The stakes really could not be higher. Depending on which figures are selected, and who you listen to, deputies have nodded through borrowings of £200m., a raid on existing reserves, and opened the taps for spending of up to £650m. over the life of this States.
That’s a colossal sum an island of just 63,000 souls – equivalent to £16,600 per taxpayer – so the trust islanders need to have in their political leaders to use it wisely is considerable.
For last week’s decisions on the Government Work Plan mean just that – P&R has been handed quasi-executive government authority to progress capital investment projects as it sees fit. Islanders now have to hope its members use that power wisely. They won’t, said P&R’s opponents. The GWP was one of the most fiscally incontinent plans seen in almost a decade, said former chief minister Gavin St Pier.

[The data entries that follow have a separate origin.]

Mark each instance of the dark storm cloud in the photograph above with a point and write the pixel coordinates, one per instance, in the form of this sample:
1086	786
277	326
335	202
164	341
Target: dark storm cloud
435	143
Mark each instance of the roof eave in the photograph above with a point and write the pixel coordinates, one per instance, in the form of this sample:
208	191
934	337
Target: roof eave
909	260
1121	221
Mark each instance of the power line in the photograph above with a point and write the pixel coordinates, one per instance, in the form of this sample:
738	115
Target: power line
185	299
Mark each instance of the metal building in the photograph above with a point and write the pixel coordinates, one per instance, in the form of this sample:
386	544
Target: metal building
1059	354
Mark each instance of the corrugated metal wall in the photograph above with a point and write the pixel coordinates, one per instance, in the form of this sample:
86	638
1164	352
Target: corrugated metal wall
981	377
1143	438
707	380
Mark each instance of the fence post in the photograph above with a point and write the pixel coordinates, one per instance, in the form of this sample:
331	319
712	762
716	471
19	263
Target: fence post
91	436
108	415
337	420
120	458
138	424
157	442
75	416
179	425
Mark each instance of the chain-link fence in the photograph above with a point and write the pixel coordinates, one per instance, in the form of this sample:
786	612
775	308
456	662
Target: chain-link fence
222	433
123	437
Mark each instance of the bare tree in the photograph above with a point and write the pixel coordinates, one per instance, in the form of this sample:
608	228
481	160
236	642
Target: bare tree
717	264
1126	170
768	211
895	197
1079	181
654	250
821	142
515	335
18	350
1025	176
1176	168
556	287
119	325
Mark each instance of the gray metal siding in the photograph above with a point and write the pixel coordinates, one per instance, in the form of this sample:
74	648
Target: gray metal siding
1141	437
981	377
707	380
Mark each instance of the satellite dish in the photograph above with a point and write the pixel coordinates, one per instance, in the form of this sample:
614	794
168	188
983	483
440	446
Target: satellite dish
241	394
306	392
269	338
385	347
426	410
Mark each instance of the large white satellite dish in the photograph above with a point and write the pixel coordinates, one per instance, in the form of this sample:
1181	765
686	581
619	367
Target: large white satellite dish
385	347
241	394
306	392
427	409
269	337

For taxpayers, that comment is disturbing. Many voters expected him to be leading this Assembly and trust his judgment. So, political rhetoric or ruinously expensive prediction?
Time will tell, but the delegated authority transferred to this P&R is less of an experiment than detractors suggest. Departments already have wide discretion to spend and the GWP tries to ensure taxpayer funds are used for targeted purposes – not gratifying committee whims.
While the political heat in the Assembly is rising, it is possible to detect an acceptance elsewhere of this new normal – a government that can take decisions with a ’proper’ majority and little prospect of a flip-flop ambush a few months down the track. That is to be welcomed.
While P&R appears to gave gained power, it has embraced significant extra responsibility. It will – rightly – be under enormous pressure to deliver the GWP and to do so in a timely, cost-effective fashion.
Fail, and it will find taxpayers and voters far more critical than opponents in the Assembly.